Though the administration of Tsai has discussed extending the length of military service, she has struggled to impose a new strategic vision on the military's leadership. The drills, said Su, have added urgency and led to new calls for an increase to the island's defence budget.
"It's not just the responsibility for soldiers in uniforms, but the responsibility for civil servants in suits," he said of the need to reinforce the military.
The drills also could pave the way for better ties with some of Taiwan's neighbours. After five Chinese missiles landed in Japan's exclusive economic zone, the country's prime minister, Fumio Kishida, condemned the drills. That presents a potential opening for Taiwan officials, who have called for a security dialogue with Japan.

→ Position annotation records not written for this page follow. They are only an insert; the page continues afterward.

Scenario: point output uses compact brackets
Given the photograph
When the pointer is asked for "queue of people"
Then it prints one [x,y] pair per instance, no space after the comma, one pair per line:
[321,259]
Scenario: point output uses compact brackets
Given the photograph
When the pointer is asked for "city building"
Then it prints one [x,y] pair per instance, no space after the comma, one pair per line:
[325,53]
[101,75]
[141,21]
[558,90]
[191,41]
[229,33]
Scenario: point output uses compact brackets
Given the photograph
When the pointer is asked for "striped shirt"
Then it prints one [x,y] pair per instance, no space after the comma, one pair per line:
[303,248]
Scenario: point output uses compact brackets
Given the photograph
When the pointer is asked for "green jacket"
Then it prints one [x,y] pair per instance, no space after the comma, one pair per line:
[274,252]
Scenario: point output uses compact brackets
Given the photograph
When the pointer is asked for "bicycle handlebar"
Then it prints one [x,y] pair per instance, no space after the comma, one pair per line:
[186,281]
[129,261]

"What is needed is no longer just a bilateral discussion between Taiwan and Japan or Taiwan and the US, but dialogue, communication and contact established as soon as possible between Taiwan and the US-Japan pact," said Lai I-chung, an executive committee member at the research group the Taiwan Thinktank, and a former official in the island's Democratic Progressive Party.
Taiwan should learn from Ukraine, he said, and not allow China to dictate a new status quo that wears away at Taiwan's territory and autonomy. Calling Tsai's approach "prudent," he said some Taiwanese yearned for stronger action, signalling possible political risk for Tsai's approach.
"She is very cautious even to a point that some Taiwanese youngsters who hold strong Taiwanese identity are not satisfied with her," he said.
Perhaps just as important for Tsai will be to limit the economic fallout from new Chinese bans on Taiwan agricultural products. Despite China's bellicosity, it remains Taiwan's largest trading partner, a position it further weaponised around the time of Pelosi's visit by banning additional Taiwanese food products.
Those efforts are likely to encourage an ongoing diversification. Taiwanese companies have already been reassessing the Chinese economy, which has slumped on its harsh Covid measures that have prompted repeated lockdowns across the country.
Because Chinese companies rely on Taiwan's electronics manufacturers, Beijing's moves have largely avoided those. Even so, those manufacturers, many of which have factories in China, have also in recent years looked into moving production somewhere else.
That sentiment has been echoed in Europe and the United States, which have worked to bring home more production of key tech products, like semiconductors.
A multibillion dollar US law to support the semiconductor industry has made it more feasible for Taiwan Semiconductor Manufacturing Co., one of the world's most important chipmakers located in Taiwan, to expand production in the United States. Other manufacturers have moved some plants closer to customers, in places like Southeast Asia, India and Eastern Europe.
"There is a new feeling brought by the United States and Europe, that is, things have to be supplied and sourced locally, instead of relying only on China," said Liu Meng-chun, a director at the Chung-Hua Institution for Economic Research.